4. Derive the difference equation for the 2-step Adams-Bashforth method:

(318)\[\begin{equation} w_{n+1}=w_n+(\frac{3}{2}hf(t_{n},w_{n})-\frac{1}{2}hf(t_{n-1},w_{n-1})),\end{equation}\]

with the local truncation error

(319)\[\begin{equation} \tau_{n+1}(h)=\frac{5h^2}{12}y^{3}(\mu_n),\end{equation}\]

where \(\mu_n \in (t_{n-1},t_{n+1})\).

Question 5

5. Derive the difference equation for the 2-step Adams-Moulton method:

(320)\[\begin{equation} w_{n+1}=w_n+hf(t_{n+1},w_{n+1}),\end{equation}\]

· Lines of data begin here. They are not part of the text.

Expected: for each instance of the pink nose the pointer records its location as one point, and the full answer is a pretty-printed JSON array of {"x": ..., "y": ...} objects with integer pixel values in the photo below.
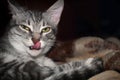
[
  {"x": 36, "y": 37},
  {"x": 35, "y": 40}
]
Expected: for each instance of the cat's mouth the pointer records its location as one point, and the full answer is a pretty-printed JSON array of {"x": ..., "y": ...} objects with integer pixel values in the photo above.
[{"x": 36, "y": 46}]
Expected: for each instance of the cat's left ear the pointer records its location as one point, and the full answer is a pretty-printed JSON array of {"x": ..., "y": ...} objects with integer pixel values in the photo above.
[{"x": 53, "y": 14}]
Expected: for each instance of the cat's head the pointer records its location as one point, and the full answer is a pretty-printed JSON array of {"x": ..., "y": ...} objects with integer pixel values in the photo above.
[{"x": 33, "y": 32}]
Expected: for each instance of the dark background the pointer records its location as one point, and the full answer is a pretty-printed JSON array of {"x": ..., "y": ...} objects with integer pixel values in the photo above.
[{"x": 79, "y": 18}]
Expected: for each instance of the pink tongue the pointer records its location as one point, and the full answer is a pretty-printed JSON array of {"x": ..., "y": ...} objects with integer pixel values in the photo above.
[{"x": 36, "y": 46}]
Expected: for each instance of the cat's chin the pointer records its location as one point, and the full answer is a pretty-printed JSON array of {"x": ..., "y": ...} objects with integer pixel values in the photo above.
[{"x": 34, "y": 53}]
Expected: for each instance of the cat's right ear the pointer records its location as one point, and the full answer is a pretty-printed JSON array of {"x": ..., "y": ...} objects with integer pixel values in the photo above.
[{"x": 15, "y": 9}]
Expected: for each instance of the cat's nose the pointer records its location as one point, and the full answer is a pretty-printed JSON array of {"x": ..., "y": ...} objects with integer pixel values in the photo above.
[{"x": 35, "y": 37}]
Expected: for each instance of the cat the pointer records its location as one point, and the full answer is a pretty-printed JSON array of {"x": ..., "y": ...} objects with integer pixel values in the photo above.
[{"x": 30, "y": 35}]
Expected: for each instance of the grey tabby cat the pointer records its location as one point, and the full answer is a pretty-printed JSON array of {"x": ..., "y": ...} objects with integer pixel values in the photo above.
[{"x": 29, "y": 37}]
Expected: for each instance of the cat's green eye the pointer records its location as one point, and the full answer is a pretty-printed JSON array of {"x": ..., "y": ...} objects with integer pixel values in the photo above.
[
  {"x": 47, "y": 29},
  {"x": 25, "y": 27}
]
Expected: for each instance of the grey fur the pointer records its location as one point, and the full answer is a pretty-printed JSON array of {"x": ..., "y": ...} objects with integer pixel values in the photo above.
[{"x": 19, "y": 62}]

with the local truncation error

(321)\[\begin{equation}\tau_{n+1}(h)=-\frac{h}{2}y^{2}(\mu_n),\end{equation}\]

where \(\mu_n \in (t_{n-2},t_{n+1})\).

Question 6

6. Adapt the Python code for the 2-step Adams-Bashforth method provided to approximate solution of the integrate and fire differential equation:

   (322)\[\begin{equation} \tau_m\frac{dV}{dt} = -(V-E_L) + R_mI(t), \ \ -50\leq t \leq 400, \end{equation}\]

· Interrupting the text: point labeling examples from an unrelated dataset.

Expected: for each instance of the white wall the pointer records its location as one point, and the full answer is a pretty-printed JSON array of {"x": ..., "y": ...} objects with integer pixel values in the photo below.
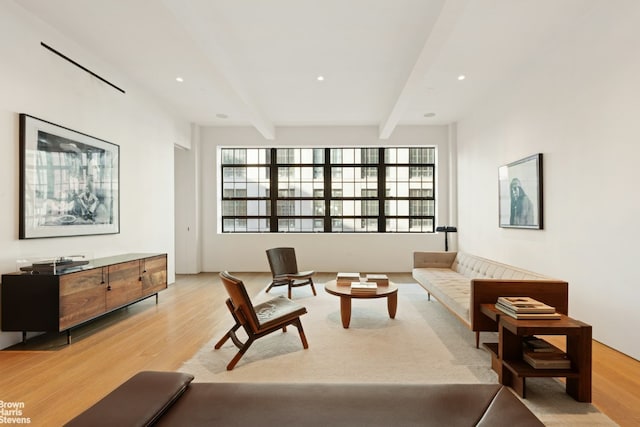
[
  {"x": 39, "y": 83},
  {"x": 320, "y": 252},
  {"x": 577, "y": 103},
  {"x": 187, "y": 207}
]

   where \(E_L = -75\), \(\tau_m = 10\), \(R_m = 10\) and \(I(t)=0.01t\) and the initial condition \(V(-50) = -75\) using a stepsize of \(h=0.5\).

Question 7

a. Define in your own words the terms strongly stable, weakly stable and unstable with respect to the characteristic equation.

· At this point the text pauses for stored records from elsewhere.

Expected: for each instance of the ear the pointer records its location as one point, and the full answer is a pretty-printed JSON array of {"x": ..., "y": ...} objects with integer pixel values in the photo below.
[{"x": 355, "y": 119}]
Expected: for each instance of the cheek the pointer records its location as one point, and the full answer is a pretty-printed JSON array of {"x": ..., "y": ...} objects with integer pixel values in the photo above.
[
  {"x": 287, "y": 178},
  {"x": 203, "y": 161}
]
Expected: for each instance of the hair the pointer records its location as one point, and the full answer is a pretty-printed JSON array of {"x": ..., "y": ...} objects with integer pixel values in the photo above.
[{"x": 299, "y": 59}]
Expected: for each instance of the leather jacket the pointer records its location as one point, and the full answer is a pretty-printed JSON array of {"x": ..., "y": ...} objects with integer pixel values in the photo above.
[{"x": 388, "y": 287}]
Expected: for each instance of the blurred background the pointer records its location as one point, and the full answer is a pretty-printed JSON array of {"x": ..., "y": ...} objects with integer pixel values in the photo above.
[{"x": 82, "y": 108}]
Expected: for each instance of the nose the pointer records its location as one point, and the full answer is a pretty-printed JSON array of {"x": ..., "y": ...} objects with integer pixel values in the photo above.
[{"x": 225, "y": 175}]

b. Show that the two step Adams-Bashforth method is strongly stable.

Question 8

8. Apply the Predictor-Corrector method to numerically approximate the solution at \(x=1.0\) of the Initial Value Problem

(323)\[\begin{equation}\frac{dy}{dx}=-y+x^2, \ \ 0\leq x \leq 1, \ \ \ y(0) = 1, \ \ \ y(0.25)=0.65, \end{equation}\]

using the two step Adams-Bashforth method and the one step Adams-Moulton method

(324)\[\begin{equation} w_{i+1}=w_i + \frac{h}{2}[f(x_{i+1},w_{i+1})+f(x_{i},w_{i})], \end{equation}\]

with a step size of \(h=0.25\).

Question 9

9. Describe in your own words how the predictor-corrector technique can be used for error-control.